Parse baseline evaluation results and compute macro-F1 from detailed per-sample outputs.
"""

import argparse
import json
from pathlib import Path
from typing import Dict, List

from evaluation.opentslm.parse_predictions import (
    calculate_f1_score,
    calculate_f1_stats,
    calculate_accuracy_stats,
    extract_answer,
)


def extract_structured_data(obj: Dict) -> List[Dict]:
    """Extract structured per-sample data points from a detailed results JSON object."""
    items = obj.get("detailed_results", [])
    data_points: List[Dict] = []
    for it in items:
        ground_truth = it.get("target_answer", "")
        generated = it.get("generated_answer", "")
        model_prediction = extract_answer(generated)

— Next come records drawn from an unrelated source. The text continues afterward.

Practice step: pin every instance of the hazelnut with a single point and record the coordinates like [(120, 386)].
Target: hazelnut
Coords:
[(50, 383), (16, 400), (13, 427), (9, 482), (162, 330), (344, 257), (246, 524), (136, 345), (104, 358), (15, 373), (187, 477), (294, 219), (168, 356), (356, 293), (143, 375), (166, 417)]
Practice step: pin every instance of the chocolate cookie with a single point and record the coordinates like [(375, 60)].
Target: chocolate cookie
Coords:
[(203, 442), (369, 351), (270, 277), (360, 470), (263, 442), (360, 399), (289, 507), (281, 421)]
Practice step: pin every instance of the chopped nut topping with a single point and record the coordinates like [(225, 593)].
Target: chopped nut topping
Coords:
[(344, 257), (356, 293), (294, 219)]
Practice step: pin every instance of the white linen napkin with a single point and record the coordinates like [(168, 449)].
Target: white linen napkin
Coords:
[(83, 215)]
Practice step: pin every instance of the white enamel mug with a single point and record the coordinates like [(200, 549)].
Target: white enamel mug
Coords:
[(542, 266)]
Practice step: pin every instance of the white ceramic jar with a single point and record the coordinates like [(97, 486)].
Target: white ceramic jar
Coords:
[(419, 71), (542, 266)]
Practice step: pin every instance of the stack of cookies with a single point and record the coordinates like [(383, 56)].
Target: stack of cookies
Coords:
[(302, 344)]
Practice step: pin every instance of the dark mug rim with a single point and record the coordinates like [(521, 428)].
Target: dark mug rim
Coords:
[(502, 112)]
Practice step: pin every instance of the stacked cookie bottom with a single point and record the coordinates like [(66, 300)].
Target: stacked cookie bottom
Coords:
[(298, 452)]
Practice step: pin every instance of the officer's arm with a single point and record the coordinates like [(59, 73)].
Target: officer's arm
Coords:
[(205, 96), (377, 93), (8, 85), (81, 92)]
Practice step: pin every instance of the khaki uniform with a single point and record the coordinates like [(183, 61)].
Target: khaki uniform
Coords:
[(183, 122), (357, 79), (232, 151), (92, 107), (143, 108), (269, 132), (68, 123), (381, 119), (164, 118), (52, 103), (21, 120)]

        accuracy = model_prediction == ground_truth

        f1_result = calculate_f1_score(model_prediction, ground_truth)

        data_point = {
            "generated": generated,
            "model_prediction": model_prediction,
            "ground_truth": ground_truth,
            "accuracy": accuracy,
            "f1_score": f1_result["f1_score"],
            "precision": f1_result["precision"],
            "recall": f1_result["recall"],
            "prediction_normalized": f1_result["prediction_normalized"],
            "ground_truth_normalized": f1_result["ground_truth_normalized"],
        }
        data_points.append(data_point)
    return data_points


def main():
    ap = argparse.ArgumentParser(description="Compute macro-F1 from a single baseline detailed results JSON.")
    ap.add_argument(
        "--detailed-json",
        type=Path,
        required=True,
        help="Path to a single detailed results JSON file",
    )
    ap.add_argument(
        "--clean-out",
        type=Path,
        help="Optional path to write clean JSONL of parsed points",
    )
    args = ap.parse_args()

    with args.detailed_json.open("r", encoding="utf-8") as f:
        obj = json.load(f)
    data_points = extract_structured_data(obj)

    # Accuracy stats
    accuracy_stats = calculate_accuracy_stats(data_points)
    print(f"\nAccuracy Statistics:")
    print(f"Total samples: {accuracy_stats['total_samples']}")
    print(f"Correct predictions: {accuracy_stats['correct_predictions']}")
    print(f"Incorrect predictions: {accuracy_stats['incorrect_predictions']}")
    print(f"Accuracy: {accuracy_stats['accuracy_percentage']:.2f}%")

    # F1 stats
    f1_stats = calculate_f1_stats(data_points)
    print(f"\nF1 Score Statistics:")
    print(f"Average F1 Score: {f1_stats['average_f1']:.4f}")
    print(f"Macro-F1 Score: {f1_stats['macro_f1']:.4f}")
    print(f"Total Classes: {f1_stats['total_classes']}")

    if f1_stats["class_f1_scores"]:
        print(f"\nPer-Class F1 Scores:")
        for class_name, scores in f1_stats["class_f1_scores"].items():
            print(f"  {class_name}: F1={scores['f1']:.4f}, P={scores['precision']:.4f}, R={scores['recall']:.4f}")

    if args.clean_out:
        with args.clean_out.open("w", encoding="utf-8") as f:
            for item in data_points:
                f.write(json.dumps(item, indent=2) + "\n")
        print(f"\nData saved to {args.clean_out}")


if __name__ == "__main__":
    main()